In August, the ministry released Sh6 billion to schools after protests by head teachers.
The money was released at the end of the term when schools were almost closing.
Kenya Secondary School Heads Association (Kessha), Special School Heads Association of Kenya (SSHAK) and Kenya National Union of Teachers (Knut) have also raised the alarm over the delay.
Kessha chairman Kahi Indimuli said school heads are worried by frequent delays in disbursement of the funds. He called for a long lasting solution.
“We have an eight per cent VAT increase in the cost of many goods and schools are affected. When you delay the funds, it means we have to get items from suppliers on credit, yet most of them are not willing to do so,” said Mr Indimuli.
He said schools are suffering due to lack of funds, adding that the most affected are day schools which rely mostly on the capitation.
“It is very stressful to manage a school when you are not sure when the funds will come,” said the chairman.

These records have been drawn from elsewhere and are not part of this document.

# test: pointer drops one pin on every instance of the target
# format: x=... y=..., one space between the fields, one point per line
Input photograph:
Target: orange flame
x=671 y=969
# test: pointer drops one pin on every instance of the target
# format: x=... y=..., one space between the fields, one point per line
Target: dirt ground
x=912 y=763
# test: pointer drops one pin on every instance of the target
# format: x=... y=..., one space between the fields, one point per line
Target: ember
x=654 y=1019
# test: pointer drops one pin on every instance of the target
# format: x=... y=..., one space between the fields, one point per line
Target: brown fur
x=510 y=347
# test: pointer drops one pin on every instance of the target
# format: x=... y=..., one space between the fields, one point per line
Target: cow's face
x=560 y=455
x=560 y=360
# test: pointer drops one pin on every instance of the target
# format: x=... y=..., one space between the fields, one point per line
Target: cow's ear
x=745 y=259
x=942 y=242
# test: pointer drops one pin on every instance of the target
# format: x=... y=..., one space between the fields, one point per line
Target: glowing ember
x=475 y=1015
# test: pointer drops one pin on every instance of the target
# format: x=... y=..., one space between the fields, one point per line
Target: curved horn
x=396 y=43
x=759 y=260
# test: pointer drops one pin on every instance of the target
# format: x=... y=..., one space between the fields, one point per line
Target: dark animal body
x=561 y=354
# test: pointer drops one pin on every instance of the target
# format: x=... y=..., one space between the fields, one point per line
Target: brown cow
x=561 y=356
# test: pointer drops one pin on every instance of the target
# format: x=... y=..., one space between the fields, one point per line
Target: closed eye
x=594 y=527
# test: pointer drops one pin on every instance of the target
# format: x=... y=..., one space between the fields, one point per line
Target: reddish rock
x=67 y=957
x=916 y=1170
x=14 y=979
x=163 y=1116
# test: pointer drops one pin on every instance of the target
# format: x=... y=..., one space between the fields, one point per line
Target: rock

Special school heads association chairman Arthur Injenga said they were yet to receive Sh500 million from the government.
“Children with special needs are unique. Any delay in releasing the funds inconveniences us completely,” he said.
Knut Secretary-General Wilson Sossion asked the government to release the funds and stop creating chaos in the education sector.
“The government should release the funds by the end of this week, otherwise we shall ask that schools take a break until all the money is wired,” said Mr Sossion.
However, Education Principal Secretary Bellio Kipsang said the government is working round the clock to have the cash disbursed to schools.
“We are in talks with the National Treasury on this issue. We have the best interests of our children at heart and we will ensure that they get the funds on time,” said Dr Kipsang.
He said the delay in releasing the funds was occasioned by the Supplementary Budget and the Finance Act, which were signed into law last week by President Uhuru Kenyatta.
In last week’s supplementary budget, the basic education budget was reduced by Sh1 billion in respect of expenditure, both recurrent and development.
The government releases funds to schools in phases; first term 50 per cent, second term 30 per cent and third term 20 per cent.